Victoria lui sourit. Elle lui fit un salut militaire et se dirigea vers un groupe d'esclaves. Quelques secondes plus tard, plusieurs personnes hurlaient de se rassembler à l'avant dans tout le camp. Théo se tourna vers Renard.


— C'est trop dangereux pour toi, gamin. Mais j'ai une mission très spéciale à te confier. Tu vois ce gros sac, là-bas, près des tables ? Il appartient à Grunlek, mon ami nain. Dedans, il y a des gemmes de rechange pour son bras métallique. Apporte-lui et reste là-bas jusqu'à ce que le combat se termine. Il te protégera.


L'adolescent tira une grimace, moyennement convaincu, puis finit par obéir. Il croisa Shinddha et Mani sur la route, qui revenaient de l'infirmerie. Le demi-élémentaire, armé d'un nouvel arc, lui sourit.


— Courage, c'est la dernière ligne droite, lui dit-il. Après ça, on fera la grosse fête et on te ramènera chez toi. File embêter Grunlek, c'est un vieux grand-père, il a besoin de compagnie.


Le garçon lui donna une brève accolade avant de partir vers le laboratoire. Shin espéra simplement qu'il ne répète pas ce qu'il venait de dire au nain. Il le regretterait sans aucun doute plus tard. Mani le suivit en silence, contrarié. Le demi-élémentaire le remarqua immédiatement.


— Quelque chose ne va pas ?


— Sans télékinésie, je vois pas à quoi je peux servir.


— Bah… Tu sais te battre au corps à corps, et tu sais plutôt bien viser. Balance tes machettes sans magie, ça marche aussi. Ou lance-leur des briques à la gueule.


Le télékinésiste fit la moue, peu convaincu. Shin posa une main sur l'épaule de l'elfe.


— Tu te rappelles Menki Dal ?


— Bien sûr.


— T'étais énervé, il y avait rien qui pouvait t'arrêter, même pas nous. Ces connards ont fait de ta vie un enfer pendant je ne sais combien de mois. Tu ne me feras pas croire qu'au fond de toi, il n'y a pas une partie de tes aptitudes d'assassin qui ont envie de se venger. Tu vas me faire le plaisir de te ressaisir et de leur botter le cul.
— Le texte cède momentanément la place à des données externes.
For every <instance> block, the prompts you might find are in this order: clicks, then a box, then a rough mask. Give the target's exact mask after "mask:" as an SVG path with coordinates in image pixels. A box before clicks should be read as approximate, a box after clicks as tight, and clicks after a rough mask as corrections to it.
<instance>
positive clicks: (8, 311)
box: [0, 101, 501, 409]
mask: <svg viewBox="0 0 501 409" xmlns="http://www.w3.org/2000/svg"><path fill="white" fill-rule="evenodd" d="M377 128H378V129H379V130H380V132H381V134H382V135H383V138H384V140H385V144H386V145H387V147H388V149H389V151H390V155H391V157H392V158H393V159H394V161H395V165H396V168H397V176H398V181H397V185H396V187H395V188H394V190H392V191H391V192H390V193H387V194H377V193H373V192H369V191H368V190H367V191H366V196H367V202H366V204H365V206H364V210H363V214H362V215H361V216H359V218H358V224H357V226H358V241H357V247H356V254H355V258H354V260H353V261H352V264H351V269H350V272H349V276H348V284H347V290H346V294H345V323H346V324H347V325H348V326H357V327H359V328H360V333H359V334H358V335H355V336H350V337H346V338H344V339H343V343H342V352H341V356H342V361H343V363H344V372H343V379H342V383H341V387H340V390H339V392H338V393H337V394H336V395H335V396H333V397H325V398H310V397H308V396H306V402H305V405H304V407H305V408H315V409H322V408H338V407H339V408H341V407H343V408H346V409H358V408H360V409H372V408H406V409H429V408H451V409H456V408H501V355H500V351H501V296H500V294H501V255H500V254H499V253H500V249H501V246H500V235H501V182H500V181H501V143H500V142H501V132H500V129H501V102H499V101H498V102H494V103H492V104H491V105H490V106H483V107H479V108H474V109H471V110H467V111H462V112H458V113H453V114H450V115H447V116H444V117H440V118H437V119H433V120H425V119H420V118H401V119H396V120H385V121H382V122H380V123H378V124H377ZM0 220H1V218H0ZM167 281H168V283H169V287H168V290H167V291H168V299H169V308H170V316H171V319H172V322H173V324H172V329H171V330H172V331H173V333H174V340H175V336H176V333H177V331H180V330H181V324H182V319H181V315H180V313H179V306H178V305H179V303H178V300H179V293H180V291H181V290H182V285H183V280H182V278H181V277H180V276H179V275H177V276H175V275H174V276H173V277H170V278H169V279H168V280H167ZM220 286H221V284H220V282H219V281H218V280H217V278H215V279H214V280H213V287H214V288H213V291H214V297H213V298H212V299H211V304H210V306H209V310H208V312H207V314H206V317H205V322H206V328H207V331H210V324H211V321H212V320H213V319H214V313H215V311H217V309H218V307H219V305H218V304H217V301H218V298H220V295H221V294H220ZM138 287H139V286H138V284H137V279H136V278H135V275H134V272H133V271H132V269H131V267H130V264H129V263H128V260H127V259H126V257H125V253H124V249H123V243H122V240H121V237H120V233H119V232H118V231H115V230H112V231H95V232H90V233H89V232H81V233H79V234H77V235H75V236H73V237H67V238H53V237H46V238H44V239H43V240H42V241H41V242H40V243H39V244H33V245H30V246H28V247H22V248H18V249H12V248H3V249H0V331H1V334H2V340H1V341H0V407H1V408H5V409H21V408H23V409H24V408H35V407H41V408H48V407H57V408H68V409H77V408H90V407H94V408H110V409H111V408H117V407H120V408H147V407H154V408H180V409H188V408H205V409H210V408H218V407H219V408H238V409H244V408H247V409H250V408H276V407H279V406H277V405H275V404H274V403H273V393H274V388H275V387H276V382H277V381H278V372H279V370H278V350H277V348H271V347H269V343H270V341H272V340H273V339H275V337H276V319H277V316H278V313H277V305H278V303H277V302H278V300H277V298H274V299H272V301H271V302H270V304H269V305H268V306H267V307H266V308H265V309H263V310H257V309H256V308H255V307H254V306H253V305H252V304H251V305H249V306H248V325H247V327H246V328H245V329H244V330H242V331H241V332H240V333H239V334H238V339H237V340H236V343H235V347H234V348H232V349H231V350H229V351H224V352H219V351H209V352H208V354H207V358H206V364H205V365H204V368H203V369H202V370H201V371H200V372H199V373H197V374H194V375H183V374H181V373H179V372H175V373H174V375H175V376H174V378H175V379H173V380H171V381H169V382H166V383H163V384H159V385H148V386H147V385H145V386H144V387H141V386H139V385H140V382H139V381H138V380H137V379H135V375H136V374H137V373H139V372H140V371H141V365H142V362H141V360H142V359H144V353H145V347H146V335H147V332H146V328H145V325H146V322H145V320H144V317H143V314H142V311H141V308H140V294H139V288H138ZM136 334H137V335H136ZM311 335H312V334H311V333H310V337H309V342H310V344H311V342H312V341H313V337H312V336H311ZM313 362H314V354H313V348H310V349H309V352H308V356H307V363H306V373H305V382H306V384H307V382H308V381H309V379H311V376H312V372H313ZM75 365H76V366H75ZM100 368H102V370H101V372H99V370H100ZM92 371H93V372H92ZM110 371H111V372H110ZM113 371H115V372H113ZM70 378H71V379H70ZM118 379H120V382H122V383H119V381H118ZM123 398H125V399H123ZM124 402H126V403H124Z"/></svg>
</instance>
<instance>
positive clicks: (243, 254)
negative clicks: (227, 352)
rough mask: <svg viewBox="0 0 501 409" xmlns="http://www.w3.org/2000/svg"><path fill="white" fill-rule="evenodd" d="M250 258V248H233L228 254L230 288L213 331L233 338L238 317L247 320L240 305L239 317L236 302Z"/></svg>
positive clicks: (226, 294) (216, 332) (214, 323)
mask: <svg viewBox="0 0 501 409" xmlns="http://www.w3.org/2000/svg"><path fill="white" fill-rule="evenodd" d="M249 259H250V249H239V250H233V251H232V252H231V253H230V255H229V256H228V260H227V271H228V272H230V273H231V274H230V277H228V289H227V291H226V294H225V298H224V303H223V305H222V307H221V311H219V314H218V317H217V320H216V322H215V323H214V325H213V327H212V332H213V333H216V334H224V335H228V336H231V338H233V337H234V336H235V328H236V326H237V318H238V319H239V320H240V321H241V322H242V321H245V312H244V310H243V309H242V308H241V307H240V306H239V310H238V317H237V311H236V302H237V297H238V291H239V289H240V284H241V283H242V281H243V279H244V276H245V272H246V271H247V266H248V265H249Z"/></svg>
Et puis bon, s'il y en a bien un qui devrait avoir l'honneur de faire sauter la tête de cette enflure de Collectionneur, c'est toi.


Mani baissa les yeux. Shin jura voir ses joues rougir l'espace d'un instant, avant qu'il ne relève la tête, l'air décidé. Il attrapa une de ses machettes, la lança dans les airs et la récupéra par la lame en catastrophe, s'écorchant la paume de la main au passage. Il essuya le sang sur son armure de cuir avant de sourire à l'archer, gêné.


— Ouais ! Allons leur botter les fesses !


Ils rejoignirent Théo. Après quelques minutes à parler de stratégie, les trois aventuriers défoncèrent la porte du manoir et se précipitèrent à l'intérieur, l'arme au clair. Le dernier combat venait de débuter.